I was standing there fuming, getting myself all worked up. He did not come however.
So I did the next best thing, I took out a key and scratched the side of his car, which did not make a big difference to the overall appearance. And most importantly did not make me feel any better!!!!!
Ego 1, Alex 0
Oh my gosh, YOU are funny! I would have been irritated too! But, I probably would have left it alone. Or, maybe I would have written them a note!
Well, if I was pregnant with child 1, I probably would not have done anything because I was too darn tired and just wanted to get home and sleep. With child #2, I wouldn’t want child #1 to see my get ticked off at the inconsiderate jerks who left the cart behind the car. BUT…If my kids weren’t with me and if they were still there in their car and hadn’t pulled out of the space, I would have just very casually pushed the cart back behind their car, gotten into my car and left.

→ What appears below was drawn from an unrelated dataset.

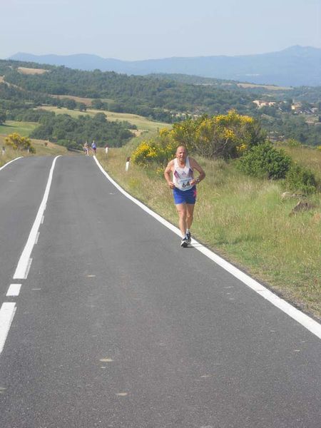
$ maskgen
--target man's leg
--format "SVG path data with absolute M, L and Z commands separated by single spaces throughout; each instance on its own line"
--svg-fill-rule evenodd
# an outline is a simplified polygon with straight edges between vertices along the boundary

wow Jen… sounds like a rough go at the market for pumpkins to carve… fortunately for you they didn’t jump out of their car and do mean things to you for your choice words! however i personally would’ve done something similar, i don’t think i could’ve held my cool unless i had kids with me and even then i would’ve huff’d n puff’d under my breath an like you i would’ve allowed that one instance to stir around and rent space in my head without it paying a dime!… let it go jen let it go!